Je ne suis pas immortel. Ma vie est marquée par les limites du temps : naissance et mort. Entre ces deux extrêmes, je dois vivre. Comment est-ce que je vais vivre ? Enclos, emmuré derrière des murs me coupant du monde ou ouvert à la vie ? La Bible et l’Ancien Testament nous appellent à être conscients de notre finitude, de nos limites. Cette conscience nous permet de voir l’existence avec un regard responsable : profiter des biens que le monde nous offre, s’engager dans le monde avec lucidité et amour.
Le psaume 90 dit : « alors apprends-nous à compter nos jours et nous obtiendrons la sagesse du cœur. » Il s’agit là, avec la sagesse du cœur, d’un savoir-vivre . Le professeur Martin Rose l’exprime avec ces mots : « le savoir vivre ou la maîtrise de la vie ne devient une perspective réelle qu’à condition que nous prenions notre finitude en considération » . Le psalmiste et la Bible nous engagent à ne pas nous laisser enfermer derrière les murs de fausses sécurités, qu’elles soient religieuses, philosophiques, idéologiques ou politiques. Il nous faut vivre « en apprenant à compter nos jours », c’est-à-dire à les vivre pleinement, en femmes et en hommes engagés dans l’existence.
« L’ombre de la mort ne diminue pas la valeur de la vie, mais au contraire, elle contribue à sa qualité, au savoir-vivre », écrit encore Martin Rose. S’enfermer derrière des murs pour se protéger des limites et des dangers de l’existence, c’est déjà vivre la mort, vivre en mort. Le savoir-vivre de la foi consiste « à distinguer entre l’essentiel et ce qui est moins important », à se réjouir et à être reconnaissant car « chaque jour peut devenir un cadeau », à s’engager en faveur des autres, car ma vie est toujours reliée à celles des autres et à Dieu.

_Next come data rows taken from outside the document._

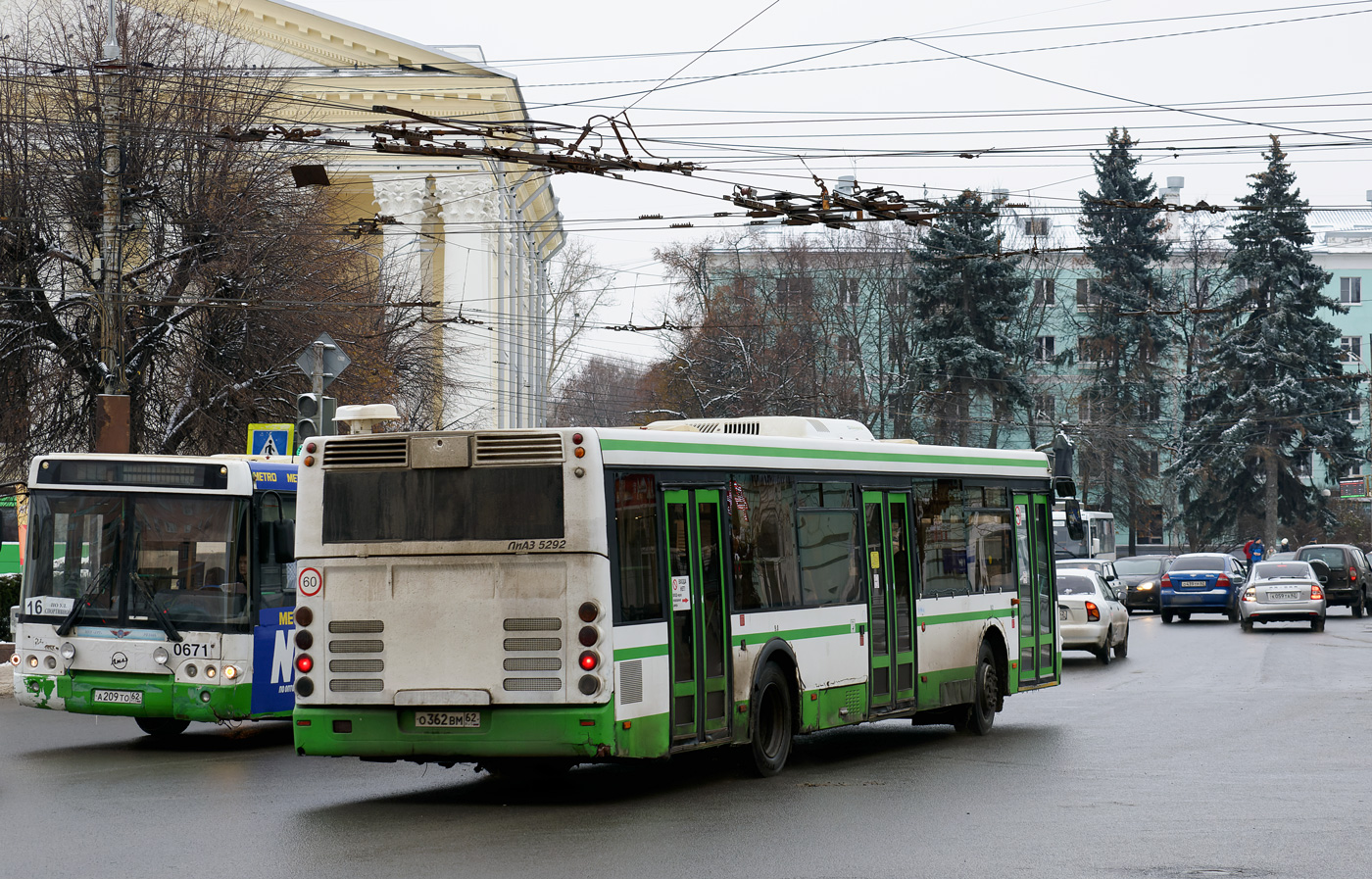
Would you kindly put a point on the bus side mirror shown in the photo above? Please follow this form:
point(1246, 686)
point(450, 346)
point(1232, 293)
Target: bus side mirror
point(1072, 513)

« Jour après jour, l’amour vire au gris,
comme la peau d’un homme mourant
et nuit après nuit
je prétends que tout va bien.
Mais j’ai vieilli et, désormais, plus rien n’est vraiment amusant.

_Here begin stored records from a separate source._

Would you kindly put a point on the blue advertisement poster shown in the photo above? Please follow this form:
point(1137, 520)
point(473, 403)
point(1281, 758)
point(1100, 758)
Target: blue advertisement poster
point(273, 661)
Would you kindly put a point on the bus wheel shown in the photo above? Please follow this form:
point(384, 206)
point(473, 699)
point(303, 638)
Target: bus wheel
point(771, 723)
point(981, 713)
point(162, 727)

Je sens venir une de mes crises.
Je me sens froid comme une lame de rasoir,
serré comme un garrot,
sec comme un tambour funéraire.
Ne sois pas effrayé,
c’est juste une crise passagère.
Un de mes mauvais jours.
Ne sois pas effrayé,
ça passera et les bons reviendront. »
Un mur sert à séparer des espaces. Dans l’histoire humaine, de nombreux murs ont été construits en pierres ou en idéologies. Ces murs ont comme but de séparer, de couper, d’éloigner des peuples, des communautés, des religions. On construit ces murs par peur, par haine de l’autre, de l’étranger, du juif, du musulman, du chrétien, du noir, du jaune, du blanc. La peur engendre la haine et la haine engendre les murs de la division et les murs de la honte. J’avais espéré que le mur du ghetto de Varsovie, que le mur séparant les deux Allemagnes seraient des vestiges, des ruines du passé. Mais un nouveau mur s’élève aujourd’hui entre Israël et la Palestine. Aucune explication, légitimation ne peut enlever la honte de ces murs de pierre, de béton. C’est une honte pour l’humanité ; c’est une honte pour nous les habitants de la terre.

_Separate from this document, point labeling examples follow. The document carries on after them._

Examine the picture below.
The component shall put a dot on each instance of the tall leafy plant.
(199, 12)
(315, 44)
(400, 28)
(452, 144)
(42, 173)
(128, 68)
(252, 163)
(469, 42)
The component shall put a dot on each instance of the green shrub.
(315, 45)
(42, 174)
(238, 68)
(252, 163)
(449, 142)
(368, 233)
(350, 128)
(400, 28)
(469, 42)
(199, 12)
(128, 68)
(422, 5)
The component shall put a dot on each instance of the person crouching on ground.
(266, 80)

Il y a aussi les murs de séparation et d’exclusion édifiés par les lois toujours plus restrictives contre les étrangers, les demandeurs d’asile, les bénéficiaires de l’AI. A chaque fois, on ajoute une hauteur au mur législatif. Dans la réalité, le quotidien, l’exclusion touche tous les êtres humains et par là chacune et chacun, car nous sommes des étrangers, des réfugiés, des handicapés potentiels.
Mur de la peur, mur de la haine, mur du racisme, mur de l’exclusion. Écoutons un passage de l’épitre aux Éphésiens nous rappelant l’unité des êtres en Christ. (Lecture Ephésiens 2, 13 – 17)
En Christ, le mur de séparation, la haine, est détruit. Quelle affirmation extraordinaire pour nous aujourd’hui ! La fatalité de la haine, de la division, de la séparation est brisée par le Christ. Cela signifie que la réconciliation n’est pas une utopie ; la réconciliation est inscrite dans le projet de vie de Dieu en faveur de l’humanité. Les mots employés sont forts : « Christ est notre paix ; de ce qui était divisé, il a fait une unité ; à partir du juif et du païen, il a voulu créer en lui un seul homme nouveau en établissant la paix : il a voulu les réconcilier avec Dieu tous les deux en un seul corps, au moyen de la croix. » Paix, unité, réconciliation, être nouveau : tout cela, tous ces buts, à partir de la destruction du mur de séparation, de la haine.
En tant que chrétienn-ne, disciple du Christ, il nous est interdit de participer à la construction des murs de séparation. Il y a ici une exigence à la fois spirituelle et morale. En acceptant le Christ dans ma vie, en lui faisant confiance, je ne peux accepter d’ajouter et de poser de nouvelles pierres aux murs de séparation. Si je le fais, je ne suis pas la volonté du Christ ; je suis en décalage avec mon savoir-vivre chrétien. Je suis séparé, loin de mon maître. L’exigence de paix et de réconciliation est une des lumières laissées par le Christ qui doit guider mon engagement de foi.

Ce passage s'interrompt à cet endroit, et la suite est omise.